Juan Vucetich [xwam buˈtʃetitʃ] (July 20, 1858 – January 25, 1925) was a Croatian-born Argentine anthropologist and police official who pioneered the use of fingerprinting.

Vucetich was born as Ivan Vučetić at Hvar in the Dalmatian region of Croatia then part of the Habsburg Monarchy. In 1882, he immigrated to Argentina.

In 1891 Vucetich began the first filing of fingerprints based on ideas of Francis Galton which he expanded significantly. He became the director of the Center for Dactyloscopy in Buenos Aires, Argentina. At the time, he included the Bertillon system alongside the fingerprint files.

In 1892 Vucetich made the first positive identification of a criminal in a case where Francisca Rojas had killed her two children and then cut her throat, trying to put the blame on the outside attacker. A bloody print identified her as the killer.

Argentine police adopted Vucetich's method of fingerprinting classification and it spread to police forces all over the world. Vucetich improved his method with new material and in 1904 published Dactiloscopía Comparada ("Comparative Dactyloscopy"). He traveled to India and China and attended scientific conferences to gather more data.

Juan Vucetich died in Dolores, Argentina.

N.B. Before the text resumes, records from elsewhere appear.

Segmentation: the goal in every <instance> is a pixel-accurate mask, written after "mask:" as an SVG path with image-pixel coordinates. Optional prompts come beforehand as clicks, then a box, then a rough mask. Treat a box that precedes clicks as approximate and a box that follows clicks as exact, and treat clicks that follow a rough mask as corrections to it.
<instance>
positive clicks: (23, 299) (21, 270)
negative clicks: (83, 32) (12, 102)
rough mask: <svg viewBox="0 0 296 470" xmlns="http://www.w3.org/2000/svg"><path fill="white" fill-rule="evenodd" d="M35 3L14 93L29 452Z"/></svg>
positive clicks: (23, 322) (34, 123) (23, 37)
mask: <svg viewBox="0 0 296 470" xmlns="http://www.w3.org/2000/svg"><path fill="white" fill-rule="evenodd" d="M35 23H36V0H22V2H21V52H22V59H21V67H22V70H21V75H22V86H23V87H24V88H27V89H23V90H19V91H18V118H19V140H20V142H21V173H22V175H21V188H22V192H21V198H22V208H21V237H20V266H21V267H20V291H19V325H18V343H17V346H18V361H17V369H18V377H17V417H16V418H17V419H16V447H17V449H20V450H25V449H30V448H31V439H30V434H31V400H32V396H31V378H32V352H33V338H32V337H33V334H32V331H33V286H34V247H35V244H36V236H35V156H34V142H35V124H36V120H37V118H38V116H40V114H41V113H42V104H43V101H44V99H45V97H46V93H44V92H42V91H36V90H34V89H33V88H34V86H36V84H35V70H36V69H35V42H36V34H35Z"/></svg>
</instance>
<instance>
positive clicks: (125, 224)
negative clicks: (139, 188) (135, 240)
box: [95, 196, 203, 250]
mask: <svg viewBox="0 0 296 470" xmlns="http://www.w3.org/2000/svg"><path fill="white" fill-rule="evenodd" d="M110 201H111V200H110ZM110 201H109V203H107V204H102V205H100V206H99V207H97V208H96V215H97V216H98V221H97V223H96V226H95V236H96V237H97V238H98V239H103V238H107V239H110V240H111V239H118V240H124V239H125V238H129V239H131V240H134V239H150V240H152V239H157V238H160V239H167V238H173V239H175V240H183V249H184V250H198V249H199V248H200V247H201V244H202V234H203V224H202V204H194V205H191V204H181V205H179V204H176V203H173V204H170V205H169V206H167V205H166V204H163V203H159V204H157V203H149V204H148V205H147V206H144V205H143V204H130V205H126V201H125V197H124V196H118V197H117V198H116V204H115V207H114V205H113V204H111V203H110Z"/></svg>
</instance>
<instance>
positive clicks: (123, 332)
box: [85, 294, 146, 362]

In his honor, the Buenos Aires province police academy, near La Plata, has been named Escuela de Policía "Juan Vucetich" (Juan Vucetich Police Academy), and an eponymous museum was also founded. The police Center for Forensics Examinations (Centar za kriminalistička vještačenja "Ivan Vučetić") in Zagreb, Croatia is also named after him. The Croatian city of Pula has a memorial marker to Vucetich, owing to his service there while in the Austro-Hungarian Navy. Also, he has a bust in his birth town, in Hvar City on the island of Hvar.